All trust beneficiaries must be individuals. ¶ 6.2.09 – ¶ 6.2.11 .

The IRS calls a trust that passes these rules a see-through trust , because the effect of passing the rules is that the IRS will look through, or see through, the trust, and treat the trust beneficiaries as the participant’s Designated Beneficiaries, just as if they had been named directly as beneficiaries of the retirement plan, with two significant exceptions: First, “separate accounts” treatment is never available for purposes of determining the ADP for benefits paid to multiple beneficiaries through a single trust that is named as beneficiary; see ¶ 6.3.02 (A). Second, a trust cannot exercise the spousal rollover option, even if it is a see-through. Reg. § 1.408-8 , A-5(a). See ¶ 1.6.06 .

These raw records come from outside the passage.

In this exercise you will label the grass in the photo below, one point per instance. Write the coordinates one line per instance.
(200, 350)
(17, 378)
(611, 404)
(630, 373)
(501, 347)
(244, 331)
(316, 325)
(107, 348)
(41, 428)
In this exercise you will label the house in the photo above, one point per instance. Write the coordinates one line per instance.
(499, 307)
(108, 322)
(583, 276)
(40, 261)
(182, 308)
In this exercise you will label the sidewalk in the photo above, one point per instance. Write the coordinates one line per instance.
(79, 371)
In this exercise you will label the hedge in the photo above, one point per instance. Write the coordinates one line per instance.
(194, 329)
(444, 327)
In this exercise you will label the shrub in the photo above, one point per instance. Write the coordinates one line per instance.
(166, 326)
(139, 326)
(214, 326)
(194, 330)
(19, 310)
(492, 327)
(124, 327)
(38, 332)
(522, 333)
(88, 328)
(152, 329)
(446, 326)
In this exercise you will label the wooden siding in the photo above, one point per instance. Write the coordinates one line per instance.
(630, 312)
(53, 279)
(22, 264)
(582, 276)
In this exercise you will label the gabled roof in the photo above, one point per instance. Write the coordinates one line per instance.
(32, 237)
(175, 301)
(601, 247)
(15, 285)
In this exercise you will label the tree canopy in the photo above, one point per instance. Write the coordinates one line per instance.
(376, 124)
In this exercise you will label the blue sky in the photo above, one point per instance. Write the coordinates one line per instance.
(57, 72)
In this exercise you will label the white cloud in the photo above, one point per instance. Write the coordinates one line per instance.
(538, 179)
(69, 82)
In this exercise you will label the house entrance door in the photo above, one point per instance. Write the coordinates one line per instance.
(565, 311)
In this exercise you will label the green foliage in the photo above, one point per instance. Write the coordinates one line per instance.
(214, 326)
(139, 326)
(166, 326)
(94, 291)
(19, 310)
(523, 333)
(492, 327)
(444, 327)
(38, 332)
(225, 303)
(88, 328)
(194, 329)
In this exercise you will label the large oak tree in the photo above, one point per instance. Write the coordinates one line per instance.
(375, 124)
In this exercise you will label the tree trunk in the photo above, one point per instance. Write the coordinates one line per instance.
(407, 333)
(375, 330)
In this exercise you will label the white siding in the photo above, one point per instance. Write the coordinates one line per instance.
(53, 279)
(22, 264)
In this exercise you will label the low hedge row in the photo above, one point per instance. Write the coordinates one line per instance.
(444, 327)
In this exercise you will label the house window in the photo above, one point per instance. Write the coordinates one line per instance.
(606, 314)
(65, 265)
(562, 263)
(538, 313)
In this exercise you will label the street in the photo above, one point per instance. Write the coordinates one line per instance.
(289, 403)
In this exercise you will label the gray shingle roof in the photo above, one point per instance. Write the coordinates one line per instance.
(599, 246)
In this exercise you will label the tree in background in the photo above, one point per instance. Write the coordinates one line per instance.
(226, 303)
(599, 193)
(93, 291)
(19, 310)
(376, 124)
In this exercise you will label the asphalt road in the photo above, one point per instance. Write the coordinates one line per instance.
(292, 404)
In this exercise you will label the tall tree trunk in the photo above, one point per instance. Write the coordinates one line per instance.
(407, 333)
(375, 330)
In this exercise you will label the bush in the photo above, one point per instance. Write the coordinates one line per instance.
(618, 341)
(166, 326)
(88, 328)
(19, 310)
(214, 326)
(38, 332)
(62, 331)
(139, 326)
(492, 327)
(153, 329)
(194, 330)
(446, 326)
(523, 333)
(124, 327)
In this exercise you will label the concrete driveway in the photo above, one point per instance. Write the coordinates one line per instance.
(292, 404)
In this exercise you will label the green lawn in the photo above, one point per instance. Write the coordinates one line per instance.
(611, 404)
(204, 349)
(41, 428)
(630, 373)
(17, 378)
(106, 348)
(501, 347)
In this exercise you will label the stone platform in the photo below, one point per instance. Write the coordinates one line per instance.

Dates for testing trust’s compliance with rules

The regulations give no specific testing date for the requirement that the trust must be valid under state law. The examples in the regulation refer to a trust that is valid under state law as of the date of death. ¶ 6.2.05 . The irrevocability requirement must be met as of the date of death. ¶ 6.2.06 .

For the documentation requirement deadline, see ¶ 6.2.08 .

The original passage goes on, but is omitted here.